El reverendo Tut Mai Nguoth, subdirector de la Agencia Presbiteriana de Ayuda y Desarrollo (PRDA) en Sudán del Sur.

¿Cuáles son las consecuencias de la guerra civil en Sudán del Sur?

La gente tuvo que huir. La agricultura está en barbecho, también a causa de las frecuentes inundaciones. Lo único comestible que se puede encontrar todavía son a menudo sólo los nenúfares y la hierba. El sistema escolar también está completamente colapsado. La guerra ha penetrado incluso en nuestras tradiciones. Hoy en día, los hombres que quieren casarse cortejan a las mujeres presentándoles sus armas y municiones. Hay una cultura de la guerra. Muchos niños juegan con armas. No conocen más que la guerra. Niñas de tan solo 10 años son violadas.

¿Qué hace su organización de desarrollo PRDA?

Proporcionamos ayuda de emergencia muy concreta en Sudán del Sur y en los campos de desplazados internos de los países vecinos. Llevamos arroz, mantas y mosquiteras a la gente. También actuamos en los ámbitos de la salud, la agricultura y la educación. Para nosotros es especialmente importante que en nuestros programas se reúnan personas de diferentes orígenes étnicos. Porque la paz se crea a través de la comprensión. Por ejemplo, estamos reconstruyendo escuelas. Allí, los niños que pertenecen a grupos étnicos que eran enemigos durante la guerra ahora aprenden y juegan juntos. Se dan cuenta de que todos somos iguales. 

¿Cómo vivió personalmente la guerra?

En 2012, tras graduarme en la universidad, me mudé felizmente a mi ciudad natal con todas mis pertenencias. Me hacía ilusión trabajar allí y vivir con mi familia. Pero todo fue destruido. Durante 15 años coleccioné libros, que se quemaron con el resto de mis pertenencias. Mi mujer y mis seis hijos tienen que vivir hoy en Nairobi. Es demasiado peligroso para volver. 

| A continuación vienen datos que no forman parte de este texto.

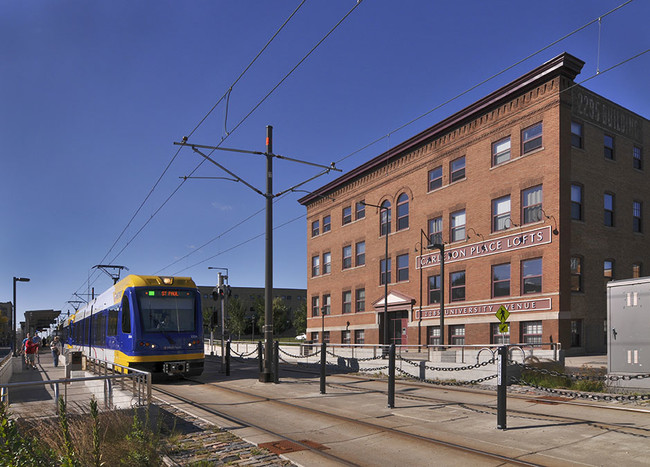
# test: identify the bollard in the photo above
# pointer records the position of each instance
(276, 362)
(502, 385)
(228, 357)
(323, 363)
(260, 352)
(391, 376)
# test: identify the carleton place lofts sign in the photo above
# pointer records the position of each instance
(516, 241)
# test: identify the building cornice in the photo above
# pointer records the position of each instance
(565, 65)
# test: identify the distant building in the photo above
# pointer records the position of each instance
(539, 193)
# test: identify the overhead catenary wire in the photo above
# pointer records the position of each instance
(638, 55)
(448, 101)
(196, 127)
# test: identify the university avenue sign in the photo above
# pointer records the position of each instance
(516, 241)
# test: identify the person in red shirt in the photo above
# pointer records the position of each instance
(31, 348)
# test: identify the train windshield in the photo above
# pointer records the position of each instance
(166, 310)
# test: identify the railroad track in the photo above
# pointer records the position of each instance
(468, 454)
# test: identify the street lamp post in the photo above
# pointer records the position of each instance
(13, 323)
(385, 208)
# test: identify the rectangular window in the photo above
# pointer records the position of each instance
(403, 268)
(359, 336)
(315, 306)
(360, 258)
(457, 232)
(360, 300)
(457, 334)
(327, 302)
(435, 231)
(327, 223)
(576, 274)
(637, 158)
(327, 263)
(531, 332)
(347, 215)
(501, 280)
(384, 272)
(608, 143)
(457, 171)
(531, 276)
(347, 301)
(576, 202)
(636, 216)
(435, 178)
(499, 337)
(315, 266)
(501, 214)
(457, 280)
(576, 135)
(531, 138)
(345, 337)
(576, 333)
(347, 257)
(608, 201)
(531, 205)
(360, 209)
(434, 289)
(433, 335)
(608, 269)
(501, 151)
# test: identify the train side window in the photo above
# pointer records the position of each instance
(112, 322)
(126, 315)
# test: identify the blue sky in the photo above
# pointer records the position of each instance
(93, 95)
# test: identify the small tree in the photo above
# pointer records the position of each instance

¿Por qué no abandonas el sueño de la paz?

Aunque la situación es frágil en este momento, no pierdo la esperanza, porque: En primer lugar, creo firmemente que Dios está con nosotros. En segundo lugar, no somos ni el primer ni el último país del mundo que lucha por la paz. Otros países también lo han conseguido y nosotros también lo haremos. En tercer lugar, la raíz del problema es sólo la incomprensión. Podemos volver a disipar el odio. Podemos aprender a comer, hablar y caminar juntos de nuevo. En cuarto lugar, me anima el apoyo de nuestros amigos de todo el mundo. Si unimos nuestras fuerzas, podemos asegurar la paz.